Sulin diagram for the hydrochemical properties of the groundwater samples

Multivariate statistical analysis

Normalization and standardization of dataset

In addition, the normalization and standardization of the dataset have been done to explore the multivariate statistical analysis. In normalization, data has been scaled at standard scale without distorting the differences in the values of the dataset, whereas standardization assumes that the dataset is in Gaussian distribution and measures the variable at different scales, making all the variables equally contribute to the analysis. The mean is 0, and SD is 1 for all values after rescaling the normalized data. Z-score is the best way for standardization. The results of the normality test (Table 2) show all water quality parameters (pH, EC, TDS, Ca2+, Mg2+, Na+, K+, HCO3, SO2, and Cl) with significance values (p values). This indicates that most of the data do not follow a normal distribution; hence, Spearman’s correlation analysis may be utilized to ascertain the degree to which the data are correlated with one another (Ghasemi and Zahediasl 2012; Gevera et al. 2020). After that, the data on the water were analysed with principal component analysis (PCA) and Spearman’s ranked order correlation to find the most important factors in groundwater as well as the strength of the relationships between them.

Table 2 The results of the normality test performed on the data for the various water quality parameters

Principal components analysis

For the suitability of the dataset to be used for PCA, Bartlett’s sphericity test was considered, which locates the correlation matrix. In addition, Kaiser–Meyer–Olkin (KMO) was conducted, determining whether adequate sampling exists. Liu et al. (2003) reported that for PCA to be performed, the KMO sampling adequacy for the set of variables must be larger than 0.5, and for a component to be considered significant, its loading value must be greater than 0.5. In our dataset, the total sampling adequacy of the KMO was found to be 0.70, indicative of the suitability for PCA. The Bartlett sphericity test showed that the observed value was more significant than the critical value. As a result of statistical analysis, the dataset is of good quality, and PCA could be used (Aguirre et al. 2019; Ustaoğlu and Tepe 2019; Long and Luo 2020; Kumar et al. 2018, 2019; Kumar et al. 2022a, b).
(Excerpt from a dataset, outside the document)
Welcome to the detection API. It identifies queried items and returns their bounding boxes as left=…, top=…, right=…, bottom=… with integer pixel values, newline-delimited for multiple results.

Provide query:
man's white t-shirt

According to the findings in Table 3, there are only two significant main components (eigenvalues greater than 1) that are relevant to groundwater datasets. These two components account for 67.95% of the total variance, as shown in Fig. 6. According to Table 3, the PC1 in the datasets is the essential variable since it accounts for 61.78% of the total variance and positive loading with EC, TDS, Ca2+, Mg2+, Na+, Cl, and SO2. The interactions between water and rock could have formed these groupings inside the aquifer matrix. Some studies indicate that Cl and SO42− ions are frequently associated with sedimentary rocks (Battistel et al. 2016). Some studies expressed that high amounts of chloride and sulphate in groundwater are common signs of contamination (Srivastava and Ramanathan 2008). In general, the cations sodium (Na+), magnesium (Mg2+), and calcium (Ca2+) found in the groundwater are natural mechanisms derived from the leaching of rocks and present in leachate from landfills (Selvam et al. 2017; Mthembu et al. 2020). Therefore, the primary factors responsible for the most significant variance in electrical conductance and dissolved solids are the aquifer erosion matrix and the input from ions. PC2 accounts for 13.24% of the total variation and exhibits positive loading with EC, TDS, Ca2+, Mg2+, and Cl while displaying negative loading with pH, Na+, K+, SO42−, and HCO3. This component signifies the crucial impact that pH plays in the dissolution of minerals because of the weathering of the aquifer matrix. In addition, the ions Ca2+, Na+, and SO42− may originate from fertilizers. The pH shows a negative loading in PC1 and PC2, representing chemical components due to the water environment under geologic features, which satisfies the previously published scientific results (Bu et al. 2010). K+ loading, on the other hand, may suggest the presence of agricultural water and waste effluent infiltration.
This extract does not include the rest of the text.